Friday morning I get dropped off to retrieve the bike. I'm greeted by the service manager by name. As he's printing up my receipt to take in to the dealer to pay, he says, Do you happen to draw cartoons? Whoa. Uh, yeah...I reply with a combination of suspicion and nervousness. He sees my expression and happily explains,
When you brought in your bike, I thought you looked like an actress. And while the mechanic and I were working on your bike, we talked about that and the mechanic saw your personalized plate on the bike and so we thought we'd Google you to see if you actually were an actress.
I laughed heartily at that, and told him how I worked on Scooby Doo for seven years, blah blah blah. We laugh and I go in to pay for the Lazarus they managed to pull on the bike. I come back out, wait a few minutes, and hear a mighty roar. The service manager rides the Sportster out, and it. Was. BEAUTIFUL.
So the local dealer is now OK in my book, as the bike ran great when I took it to work on Friday.
Softail wrap-up: Fred and I play email tag about me picking up the bike yesterday. Friday night we proceeded to phone tag. On one message he starts up my bike and says, Do you hear that? Your bike is saying, "Come get me, baby!" On another message he threatens to sing if I miss his call again. Obviously, everything went well in putting the bike back together with its upgraded cam chain tensioners.
Yesterday morning I run errands, dig around for a black Better Red Than Dead t-shirt, and make a thank you card for Fred. Of course I didn't think to scan in the finished design, but you can get a clue-by-four of what I did below:
With helmet, shirt, and card in tow, we make our way to Orange County for bike retrieval. We hang out with Fred and his wife Cindy for a few hours, and he shows me that the stock cam chain tensioners that the Other Dealer SWORE were shot to hell were barely scuffed at 25k miles. I really didn't need to switch out the tensioners, but the Dear Husband insisted that he get a little peace of mind by mildly upgrading the cam tensioner system where they don't have to be checked for about 50k miles. In other words, the Other Dealer was totally wrong about what was wrong with my bike. I'm not going back there again anytime soon. Fred says, If anything ever goes wrong with your bike again, DON'T TAKE IT TO A DEALER. Bring it here. I know it's kind of a pain in the ass, but I'm not gonna fuck you over on it. ISN'T THAT AWESOME.

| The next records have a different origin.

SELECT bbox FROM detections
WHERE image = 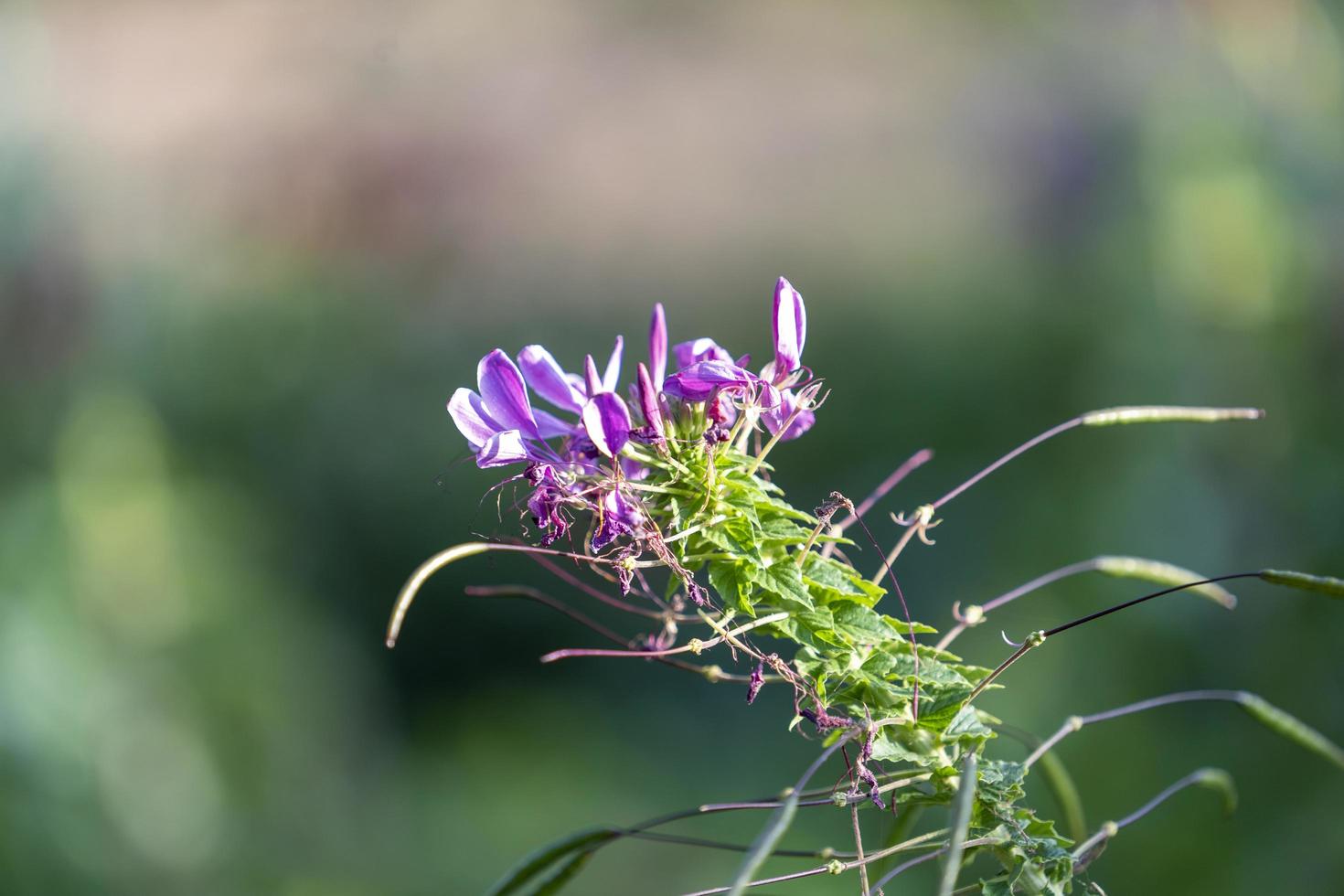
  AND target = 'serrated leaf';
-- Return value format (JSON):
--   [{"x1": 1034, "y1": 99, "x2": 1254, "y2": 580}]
[
  {"x1": 709, "y1": 560, "x2": 755, "y2": 616},
  {"x1": 752, "y1": 560, "x2": 816, "y2": 610}
]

So I gave Fred the shirt and card(I think he was more delighted over the shirt!), and we take him and Cindy out to lunch at a local Italian joint that had ridiculously delicious pastrami and calzones with the best meat sauce I've ever had.
After that, I rode the bike back to the Westside...and took a weird detour. Usually, I take the 105 to the 405 freeway to get back home from Fred and Cindy's house, but I spaced and took the 110 freeway instead of the 405. So I ended up lanesplitting to downtown before finding my way to the 10 freeway headed west. Silly me!
I'm tickled to death that the bikes are back up and running. I'm also damned lucky to have good friends!